Review: My Fair Lady 'a smashing, absolutely dashing spectacle'

Siobhan Newman

news@baylismedia.co.uk

10:20AM, Saturday 06 December 2025

Review: My Fair Lady 'a smashing, absolutely dashing spectacle'

Credit: Pamela Raith Photography

‘What a smashing, absolutely dashing spectacle’ – not the Ascot opening day but this gripping, ‘absolutely ripping’ production of Lerner and Loewe’s hit musical

It begins in bustling Covent Garden with street musicians riffing, traders hawking, flower sellers weaving through the opera-goers spilling out into the night.

Flower girl Eliza Doolittle (Simbi Akande) is literally upset when a gentleman – Freddie (Alfie Blackwell)  – stumbles into her, sending bunches of violets tumbling. She is even more outraged to be told that a bloke behind a pillar is scribbling down her ‘every blessed word.’

The bloke is Professor Henry Higgins (Nadim Naaman), a linguistics expert who captures Eliza’s Cockney vowels and despairs in song – Why Can’t the English? – at what he sees as the national plague of sloppy diction.

Like a Sherlock Holmes of the spoken word, Higgins places each person in the crowd by their speech alone, noting Eliza’s ‘disgusting and depressing’ syllables and discovering that one interested bystander is fellow phoneticist Colonel Pickering (Jo Servi).

Higgins drops coins to the flower seller as well as a mention of his address as he saunters off with Pickering, inviting him to stay as a houseguest.
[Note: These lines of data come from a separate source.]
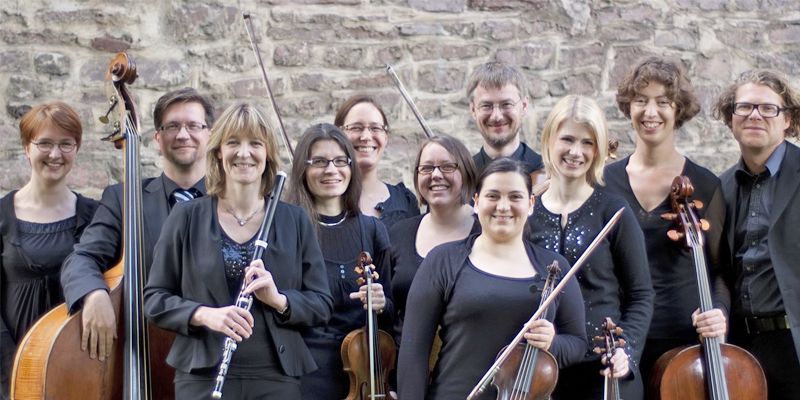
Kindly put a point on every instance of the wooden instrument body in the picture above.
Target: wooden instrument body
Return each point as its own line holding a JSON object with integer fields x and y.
{"x": 355, "y": 358}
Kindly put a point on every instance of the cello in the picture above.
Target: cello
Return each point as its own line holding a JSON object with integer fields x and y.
{"x": 609, "y": 343}
{"x": 49, "y": 363}
{"x": 713, "y": 370}
{"x": 530, "y": 373}
{"x": 368, "y": 353}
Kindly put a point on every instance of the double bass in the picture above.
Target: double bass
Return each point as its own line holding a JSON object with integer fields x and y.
{"x": 49, "y": 363}
{"x": 368, "y": 353}
{"x": 713, "y": 370}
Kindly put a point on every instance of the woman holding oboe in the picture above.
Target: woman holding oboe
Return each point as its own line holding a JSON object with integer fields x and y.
{"x": 203, "y": 255}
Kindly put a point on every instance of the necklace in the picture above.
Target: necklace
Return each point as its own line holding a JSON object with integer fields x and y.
{"x": 242, "y": 221}
{"x": 344, "y": 217}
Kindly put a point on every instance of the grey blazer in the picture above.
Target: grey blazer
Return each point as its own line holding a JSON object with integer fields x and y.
{"x": 784, "y": 231}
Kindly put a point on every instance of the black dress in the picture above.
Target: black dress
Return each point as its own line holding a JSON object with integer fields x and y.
{"x": 341, "y": 242}
{"x": 403, "y": 237}
{"x": 671, "y": 264}
{"x": 31, "y": 264}
{"x": 479, "y": 313}
{"x": 400, "y": 204}
{"x": 614, "y": 281}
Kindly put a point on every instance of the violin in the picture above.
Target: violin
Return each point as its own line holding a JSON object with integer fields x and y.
{"x": 609, "y": 343}
{"x": 368, "y": 354}
{"x": 712, "y": 370}
{"x": 49, "y": 362}
{"x": 530, "y": 373}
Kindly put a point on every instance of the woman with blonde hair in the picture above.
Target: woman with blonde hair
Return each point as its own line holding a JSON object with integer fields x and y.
{"x": 204, "y": 253}
{"x": 39, "y": 224}
{"x": 615, "y": 281}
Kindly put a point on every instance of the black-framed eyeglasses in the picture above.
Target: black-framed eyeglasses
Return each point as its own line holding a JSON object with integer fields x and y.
{"x": 175, "y": 127}
{"x": 46, "y": 146}
{"x": 766, "y": 110}
{"x": 358, "y": 128}
{"x": 338, "y": 162}
{"x": 504, "y": 106}
{"x": 447, "y": 168}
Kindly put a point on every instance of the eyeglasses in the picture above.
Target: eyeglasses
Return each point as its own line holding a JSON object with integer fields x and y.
{"x": 175, "y": 127}
{"x": 46, "y": 146}
{"x": 765, "y": 110}
{"x": 355, "y": 129}
{"x": 427, "y": 169}
{"x": 504, "y": 106}
{"x": 338, "y": 162}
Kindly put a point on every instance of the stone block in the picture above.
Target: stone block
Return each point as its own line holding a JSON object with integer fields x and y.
{"x": 55, "y": 64}
{"x": 437, "y": 51}
{"x": 536, "y": 56}
{"x": 14, "y": 60}
{"x": 441, "y": 79}
{"x": 448, "y": 6}
{"x": 291, "y": 55}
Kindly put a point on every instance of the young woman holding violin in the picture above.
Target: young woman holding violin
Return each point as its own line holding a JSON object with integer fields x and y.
{"x": 445, "y": 179}
{"x": 481, "y": 290}
{"x": 203, "y": 255}
{"x": 325, "y": 182}
{"x": 657, "y": 96}
{"x": 615, "y": 280}
{"x": 365, "y": 123}
{"x": 39, "y": 224}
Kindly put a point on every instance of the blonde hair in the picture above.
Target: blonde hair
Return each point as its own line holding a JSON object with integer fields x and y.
{"x": 246, "y": 121}
{"x": 586, "y": 112}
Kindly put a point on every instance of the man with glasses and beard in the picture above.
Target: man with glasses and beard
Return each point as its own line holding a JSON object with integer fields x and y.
{"x": 498, "y": 100}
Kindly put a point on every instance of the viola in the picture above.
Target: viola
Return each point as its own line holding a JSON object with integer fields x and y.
{"x": 530, "y": 373}
{"x": 49, "y": 362}
{"x": 609, "y": 343}
{"x": 712, "y": 370}
{"x": 368, "y": 354}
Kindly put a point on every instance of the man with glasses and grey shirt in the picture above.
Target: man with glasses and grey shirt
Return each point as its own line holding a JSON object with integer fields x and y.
{"x": 182, "y": 119}
{"x": 498, "y": 100}
{"x": 762, "y": 196}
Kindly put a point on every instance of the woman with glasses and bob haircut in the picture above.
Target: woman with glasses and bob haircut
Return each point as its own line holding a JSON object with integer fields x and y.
{"x": 615, "y": 280}
{"x": 445, "y": 179}
{"x": 481, "y": 290}
{"x": 39, "y": 224}
{"x": 325, "y": 182}
{"x": 203, "y": 255}
{"x": 657, "y": 97}
{"x": 362, "y": 119}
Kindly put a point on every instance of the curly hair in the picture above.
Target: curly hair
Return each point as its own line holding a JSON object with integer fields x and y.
{"x": 676, "y": 84}
{"x": 723, "y": 109}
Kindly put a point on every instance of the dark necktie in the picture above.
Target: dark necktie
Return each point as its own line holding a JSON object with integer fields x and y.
{"x": 180, "y": 195}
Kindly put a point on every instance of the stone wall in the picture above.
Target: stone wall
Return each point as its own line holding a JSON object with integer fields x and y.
{"x": 318, "y": 52}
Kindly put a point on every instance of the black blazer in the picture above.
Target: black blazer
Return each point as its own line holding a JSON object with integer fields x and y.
{"x": 100, "y": 247}
{"x": 188, "y": 272}
{"x": 782, "y": 238}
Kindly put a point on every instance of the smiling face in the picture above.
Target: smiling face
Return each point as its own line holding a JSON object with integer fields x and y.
{"x": 369, "y": 146}
{"x": 503, "y": 205}
{"x": 653, "y": 114}
{"x": 438, "y": 188}
{"x": 755, "y": 133}
{"x": 500, "y": 126}
{"x": 54, "y": 165}
{"x": 572, "y": 150}
{"x": 331, "y": 181}
{"x": 184, "y": 150}
{"x": 243, "y": 160}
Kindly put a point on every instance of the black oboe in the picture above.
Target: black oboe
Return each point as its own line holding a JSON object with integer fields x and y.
{"x": 245, "y": 301}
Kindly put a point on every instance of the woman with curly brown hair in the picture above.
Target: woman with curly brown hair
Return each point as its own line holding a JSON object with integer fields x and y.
{"x": 657, "y": 97}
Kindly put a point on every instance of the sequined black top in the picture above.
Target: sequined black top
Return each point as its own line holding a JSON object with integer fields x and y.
{"x": 615, "y": 280}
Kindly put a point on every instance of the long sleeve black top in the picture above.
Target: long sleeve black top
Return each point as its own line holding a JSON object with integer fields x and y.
{"x": 479, "y": 313}
{"x": 615, "y": 280}
{"x": 671, "y": 264}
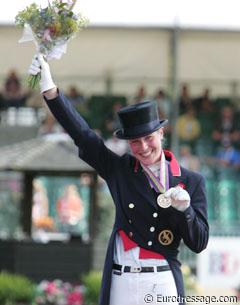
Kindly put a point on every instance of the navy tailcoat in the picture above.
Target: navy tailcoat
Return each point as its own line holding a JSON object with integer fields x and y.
{"x": 129, "y": 185}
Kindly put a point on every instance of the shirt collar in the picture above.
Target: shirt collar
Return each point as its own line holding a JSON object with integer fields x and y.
{"x": 173, "y": 163}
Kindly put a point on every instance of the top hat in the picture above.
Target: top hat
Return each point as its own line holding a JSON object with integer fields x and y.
{"x": 139, "y": 120}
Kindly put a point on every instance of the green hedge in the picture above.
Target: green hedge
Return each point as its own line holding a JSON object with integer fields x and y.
{"x": 15, "y": 289}
{"x": 92, "y": 283}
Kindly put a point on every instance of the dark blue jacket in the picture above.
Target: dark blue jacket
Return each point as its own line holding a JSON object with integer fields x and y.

Eliza rejoices in her windfall and imagines a softer, warmer life, singing the sweetly wistful Wouldn't It Be Loverly?

The harmonies have barely echoed away when Eliza's dustman father, Alfred P. Doolittle, lumbers in, looking for a bit of money. Thanks to A Little Bit of Luck, he gets it. This percussive, spoons-and-stomps rendition is one of two standout numbers in a show already teeming with great songs – the other also belongs to Alfred.

Stanley Holloway was sublime as the philosophising dustman in the Oscar-winning 1964 film version of My Fair Lady (not too mention Rex Harrison, Audrey Hepburn and Marni Nixon) but Mark Moraghan makes the role his own with dustbin-loads of charm and cheek. 

When Eliza turns up at the professor’s gracious home, seeking elocution lessons so she can talk ‘more genteel’ and secure a job in a flower shop.

Higgins wagers Pickering that, within six months he will enable her to pass for a lady at the Embassy Ball and the story unfolds from that bold bet:  strangled vowels are painstakingly untangled and a string of wonderful songs mark the way.

There’s Eliza’s gleeful vengeance in Just You Wait, the joyful breakthrough of The Rain in Spain, the servants soothing tones belonging with an effervescent Eliza in I Could Have Danced All Night, and the buttoned-up hilarity of the Ascot Gavotte, gorgeously costumed and exquisitely staged.

Love-struck Freddie falls for Eliza at the races and later pours his heart into On the Street Where You Live. And then there’s the glorious, full-throttle Get Me to the Church on Time, Alfred’s second triumph and the production’s roof-lifter.

Sophie-Louise Dann (who deftly doubles as housekeeper Mrs Pearce and Henry’s mother) swaggers in with a music-hall strut as Burlington Bertie in the same number, another delight in a show rich in detail and fun.

Hats off to director and co-choreographer Joseph Pitcher and all the creative team for a show that sounds sumptuous, looks beautiful and keeps the laughter rolling.

Like Eliza’s aunt with the gin, the audience just lapped it up.